Sen. Keith Pickard said he would have been a definite yes if the money had been earmarked for education, but saw nothing restricting the funds to that purpose.

Democratic Senate Majority Leader Nicole Cannizzaro, charged with trying to get politically dicey tax measures past the tricky two-thirds threshold, said Republican lawmakers were making excuses, especially on the education point. She pointed out their lack of support for a payroll tax extension bill last session tied to teacher raises.

“At some point there has to be a compelling reason for all of us to vote for Nevadans, the people we represent,” she said. “We’re in an empty chamber without members of the public sitting in the rows above us and without folks standing out in the hallway and separated by our colleagues with plexiglass and masks. I don’t know what else is going to shine a light broadly on this.”

In spite of the bill’s failure, lawmakers made progress towards wrapping up a special session that has stretched into its tenth day. Democrats and Republicans introduced separate outlines of expenditures they want to restore that were on the chopping block in Gov. Steve Sisolak’s original $1.2 billion reduction plan. 

But with the Assembly and Senate not scheduled to meet until Saturday, resolution on the state’s budget shortfall will have to wait until at least the weekend.

Nevada State Senate Minority Leader James Settelmeyer on the eighth day of the 31st Special Session of the Legislature in Carson City on Wednesday, July 15, 2020. (David Calvert/The Nevada Independent)

Mechanics of the bill

As originally drafted, AB4 would have done little to address the state’s current budget shortfall.

That’s because the bill initially repealed a section of another bill, SB3, passed during the special session requiring mines to make advance payments on their taxes. Combined, the bills would have netted an additional $200,000, a fraction of the state’s shortfall. 

“If you pass AB4, which takes away SB3, you're no worse off than you are now, and you're slightly better off,” Legislative Fiscal Analyst Russell Guindon told lawmakers on Thursday.

But Assembly Democrats introduced an amendment removing that provision, meaning mining companies would double up payments and give an immediate fiscal boost to the state this year of $102 million.

Several environmental advocates, speaking during two lengthy public comment periods on the bill, said that the legislation would ensure that the mining industry pays its “fair share.”

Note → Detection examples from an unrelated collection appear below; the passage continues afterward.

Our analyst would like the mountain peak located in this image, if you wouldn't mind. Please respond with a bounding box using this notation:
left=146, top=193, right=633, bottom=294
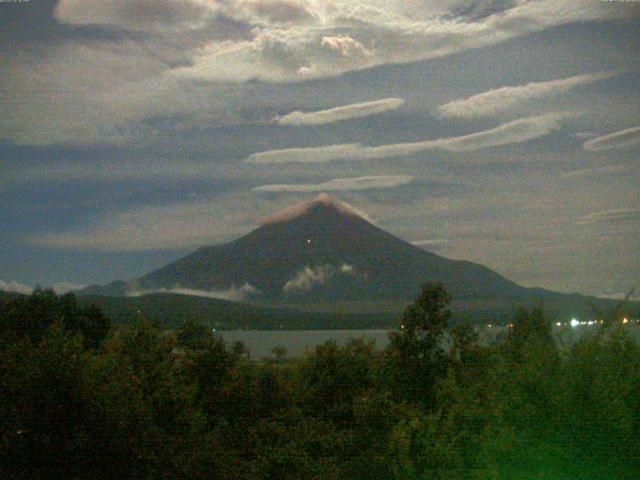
left=260, top=192, right=371, bottom=225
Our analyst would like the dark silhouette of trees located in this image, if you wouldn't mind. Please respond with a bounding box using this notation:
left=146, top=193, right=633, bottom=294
left=389, top=284, right=451, bottom=406
left=0, top=285, right=640, bottom=480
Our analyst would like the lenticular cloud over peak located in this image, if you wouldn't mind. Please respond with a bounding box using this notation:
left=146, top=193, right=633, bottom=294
left=260, top=192, right=371, bottom=225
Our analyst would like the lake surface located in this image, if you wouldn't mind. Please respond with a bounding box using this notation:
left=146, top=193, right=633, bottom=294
left=216, top=324, right=640, bottom=358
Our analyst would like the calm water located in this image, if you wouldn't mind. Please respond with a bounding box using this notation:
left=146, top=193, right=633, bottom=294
left=216, top=325, right=640, bottom=358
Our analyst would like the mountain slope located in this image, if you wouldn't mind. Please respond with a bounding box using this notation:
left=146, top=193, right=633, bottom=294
left=83, top=194, right=632, bottom=316
left=132, top=197, right=525, bottom=301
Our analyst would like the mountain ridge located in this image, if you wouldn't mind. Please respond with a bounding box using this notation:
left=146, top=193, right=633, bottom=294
left=81, top=194, right=632, bottom=320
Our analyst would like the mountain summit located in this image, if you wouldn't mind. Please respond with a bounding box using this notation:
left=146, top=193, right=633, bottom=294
left=84, top=194, right=612, bottom=320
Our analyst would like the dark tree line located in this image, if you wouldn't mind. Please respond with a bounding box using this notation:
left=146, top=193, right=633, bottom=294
left=0, top=285, right=640, bottom=479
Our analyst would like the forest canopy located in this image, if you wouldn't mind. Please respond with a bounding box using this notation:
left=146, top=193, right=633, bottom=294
left=0, top=285, right=640, bottom=479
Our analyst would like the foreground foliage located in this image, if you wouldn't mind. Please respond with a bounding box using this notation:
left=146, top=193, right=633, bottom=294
left=0, top=285, right=640, bottom=479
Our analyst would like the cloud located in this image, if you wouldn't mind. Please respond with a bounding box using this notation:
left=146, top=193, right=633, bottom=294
left=562, top=165, right=630, bottom=179
left=411, top=238, right=449, bottom=248
left=35, top=192, right=370, bottom=252
left=597, top=291, right=640, bottom=301
left=245, top=113, right=567, bottom=164
left=437, top=72, right=613, bottom=118
left=0, top=280, right=85, bottom=295
left=127, top=283, right=262, bottom=302
left=273, top=98, right=404, bottom=125
left=253, top=175, right=414, bottom=192
left=578, top=208, right=640, bottom=225
left=282, top=263, right=354, bottom=293
left=36, top=197, right=260, bottom=252
left=172, top=0, right=628, bottom=82
left=54, top=0, right=213, bottom=31
left=0, top=280, right=33, bottom=295
left=0, top=0, right=629, bottom=146
left=260, top=193, right=371, bottom=225
left=583, top=127, right=640, bottom=152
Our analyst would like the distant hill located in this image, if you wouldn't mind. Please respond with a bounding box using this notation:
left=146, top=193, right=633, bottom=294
left=0, top=290, right=397, bottom=330
left=80, top=194, right=636, bottom=321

“Nevada's landscape is littered by abandoned and decommissioned mines and mining shouldn't receive excessive deductions to clean up the messes they made on our land,” said Christi Cabrera, advocacy director for the Nevada Conservation League.

Union leaders and rank-and-file teachers, meanwhile, praised the move to generate even a small amount of additional revenue. But Jim Frazee, vice president of the Clark County Education Association, said the proposal didn’t go far enough.

“For over 150 years, the mining industry in Nevada has received a special status that very few industries in the history of capitalism have achieved,” Frazee said. “It is time that the children of Nevada achieve the same status that some politicians have given to rocks. It is time that we make the untouchable budget items education and health care and not mining.”

No representatives of the mining industry testified on the bill during a hearing in the Assembly, though Tyre Gray, president of the Nevada Mining Association, testified against the bill in the Senate. Gray said he didn’t get a call about the bill until 3:15 p.m., about two hours before details of the bill were first announced.

“I honestly still don’t know how this will impact all of my members,” Gray said. “Mining is happy to be part of the solution, but it can’t be the solution.”